Though aware that the Countess at the moment was ill in bed, he declared that, if a messenger were sent to her house at a certain hour, he would find her seated at her writing-table in perfect health. This prediction was verified in every particular.

Such was the state of affairs when Cagliostro accompanied the von Medems to Wilzen to prove the existence of the buried treasure he had so craftily located. In spite of his great confidence in himself, he must have realized that the task he had so rashly undertaken at Wilzen was one that would require exceptional cunning to shirk. For the chance of finding a treasure said to have been buried hundreds of years before was even smaller than that on which he counted of evoking the spirit of the Countess’s brother. But in this case, strange to say, it was not his failure to produce the treasure, but the “magic” he successfully employed to conceal his failure that was to cause him the most concern.

IV

Conscious that the Countess’s faith in him was shaken by his failure to give her the consolation she so greatly desired, Cagliostro requested they should travel in the same carriage in order that he might have the opportunity to clear himself of her suspicions as to his sincerity. The very boldness of such a request was sufficient to disarm her. She herself has confessed, in the book from which these details have been drawn, that “his conversation was such as to create in her a great reverence for his moral character, whilst his subtle observations on mankind in general astonished her as greatly as his magical operations.”

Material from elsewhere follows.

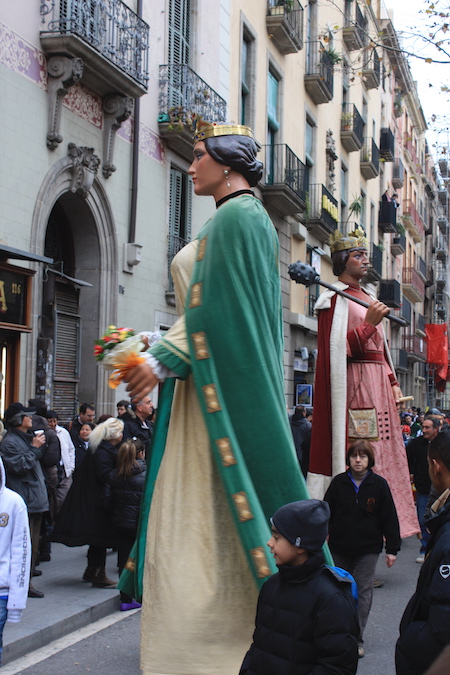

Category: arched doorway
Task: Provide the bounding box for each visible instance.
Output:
[27,152,118,420]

From the manner, however, in which he faced the difficulty, he does not appear to have been in the least apprehensive of the consequences of failing to surmount it. The Countess was once more his ardent disciple; the von Medems’ belief in magic was proof against unsuccessful experiments; and Hanachiel—invaluable Hanachiel—was always on hand to explain his failures as well as his successes.

On arriving at Alt-Auz, as the von Medem estate at Wilzen was named, Cagliostro produced from his pocket “a little red book, and read aloud in an unknown tongue.” The Countess, who believed him to be praying, ventured to interrupt him as they drove through the haunted forest in which the treasure was said to be buried. Hereupon he cried out in wild zeal, “Oh, Great Architect of the Universe, help me to accomplish this work.” A bit of theatricality that much impressed his companion, and which was all the more effective for being natural to him.

The von Medems were eager to begin digging for the treasure as soon as they alighted. Cagliostro, however, “after withdrawing to commune in solitude with Hanachiel,” declared that the treasure was guarded by very powerful demons whom it was dangerous to oppose without taking due precautions. “To prevent them from spiriting it away without his knowledge” he performed a little incantation which was supposed to bind Hanachiel to keep an eye on them. The next day, to break the fall, so to speak, of the high hopes the von Medems had built on the buried treasure, he held a séance in which the infant medium was again the chief actor. The child—“holding a large iron nail,” and with only a screen between it and the other members of the party, having presumably been hypnotized[15] by Cagliostro—described the site of the buried treasure, the demon that guarded it, the treasure itself, and “seven angels in long white robes who helped Hanachiel keep an eye on the guardian of the treasure.” At the command of Cagliostro the child kissed, and was kissed by, these angels. And to the amazement of those in the room, with only the screen between them and the child, the sound of the kisses, says the Countess von der Recke, could be distinctly heard.

Similar séances took place every day during the eight days the von Medem party stayed at Alt-Auz. At one the Countess herself was induced to enter the “magic circle holding a magic watch in her hand,” while the little medium, assisted by the representative of the Grand Cophta, in his turn assisted by Hanachiel, read her thoughts.

But, unlike her father and uncle, while the impression these phenomena made upon her mind was profound, it was also unfavourable. Though curiosity caused her to witness these séances, the Countess von der Recke strongly disapproved of them on “religious grounds.” Like many another, what she could not explain, she regarded as evil. The phenomena she witnessed appeared so uncanny that she believed them to be directly inspired by the powers of darkness. At first, in her admiration of Cagliostro, she prayed that he might escape temptation and be preserved from the demons with which it was but too evident to her he was surrounded. When at last he declared that he was informed by the ever-attendant Hanachiel that the demon who guarded the buried treasure was not to be propitiated without much difficulty and delay, it did not occur to her to doubt him. The wonders he had been performing daily had convinced her, as well as the others, of his occult powers. But from regarding him with reverence, she now regarded him with dread.

Cagliostro, who never lost sight of the aims of Egyptian Masonry in the deceptions to which the desire to proselytize led him, was in the habit, “before each of his séances, of delivering lectures that were a strange mixture of sublimity and frivolity.” It was by these lectures that he unconsciously lost the respect of the Countess he strove so hard to preserve. One day, while expatiating on the times when the sons of God loved the daughters of men, as described in the Bible—which, he predicted, would return when mankind was morally regenerate—carried away by his subject he declared that, “not only the demi-Gods of Greece, and Christ of Nazareth, but he himself were the fruit of such unions.”